Telephone interview with MD #3, the Psychiatry Medical Director, on 01/16/2020 at 1415, revealed psychiatric patients who arrived to the DED received the normal medical screening by the DED physician. Then, if it was determined that the patient appeared to be a primary psych patient, the DED physician could order a psych assessment with the RN Psych Assessor. The RN Psych Assessor gathered information from the patient, other sources, information on the petition for IVC or transfer needs, and then pulled all that into an assessment. The information was presented to the DED physician for decisions on what needed to happen related to care and treatment. Generally, MD #3 stated, the Psych Assessor and DED physician would have a conversation after which the RN Psych Assessor would write a report in the medical record. Interview revealed the Psych Assessors acted like Case Managers/ Social Workers, they completed an assessment and made recommendations to the ED physician. Interview revealed the ED physician could call for a face to face evaluation with either Telepsychiatry or a psychiatric provider. Interview revealed telepsychiatry was available 24 hours a day, 7 days a week. Interview revealed Telepsychiatry, per interview, was most often used when there was confusion or disagreement on whether a patient needed admission. MD #3 stated he expected Psych Assessors to document as much as was reasonable. Interview revealed they would not make or document decisions to admit or discharge patients. Follow-up interview on 01/17/2020 at 1125 revealed MD #3 did not see Patient #16 while in the ED, but reviewed the medical record. Interview revealed MD #3 had no concerns related to the patient's care and disposition in the ED.

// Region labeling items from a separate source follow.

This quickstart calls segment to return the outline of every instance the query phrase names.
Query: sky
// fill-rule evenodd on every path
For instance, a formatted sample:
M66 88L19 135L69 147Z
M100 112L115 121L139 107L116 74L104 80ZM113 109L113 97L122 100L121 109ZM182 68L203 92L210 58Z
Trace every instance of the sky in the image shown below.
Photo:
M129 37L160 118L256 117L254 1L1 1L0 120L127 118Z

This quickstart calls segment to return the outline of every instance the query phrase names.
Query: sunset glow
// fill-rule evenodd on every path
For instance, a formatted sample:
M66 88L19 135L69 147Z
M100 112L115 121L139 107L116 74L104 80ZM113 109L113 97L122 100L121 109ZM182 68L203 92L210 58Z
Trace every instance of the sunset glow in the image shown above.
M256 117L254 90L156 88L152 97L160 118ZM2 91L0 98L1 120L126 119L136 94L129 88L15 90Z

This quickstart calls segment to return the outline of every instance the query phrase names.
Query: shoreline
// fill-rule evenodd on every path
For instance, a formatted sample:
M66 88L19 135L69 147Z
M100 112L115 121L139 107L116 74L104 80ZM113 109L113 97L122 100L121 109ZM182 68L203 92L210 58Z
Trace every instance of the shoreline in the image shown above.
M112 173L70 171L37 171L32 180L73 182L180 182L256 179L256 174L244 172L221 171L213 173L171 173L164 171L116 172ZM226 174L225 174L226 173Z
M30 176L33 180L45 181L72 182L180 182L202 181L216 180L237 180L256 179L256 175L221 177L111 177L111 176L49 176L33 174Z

In summary, there was not stabilizing treatment provided to either Patient #14 or #16. Patient #14 did not receive a diagnosis and no recommendations for treatment or follow-up were made. Related to Patient #16, there was no indication if the patient was evaluated again by a physician or Psych Assessor after the RN Psych Assessment was completed at 0032 until discharge. In the initial screening Patient #16 was stated to be high risk for suicide, and in the last suicide risk screening (at 0032) was a lower risk. It was noted the patient contracted for safety but was "ambivalent or guarded". The patient was stated to have "difficulty in problem solving", "poor decisions", and was noted to be "impulsive". There was no documentation in the record related to any discussion or evaluation of medications. Although interview revealed follow-up provider information was given, there was no medical record documentation noted of a provider or timing of follow-up for Patient #16 for care and medications.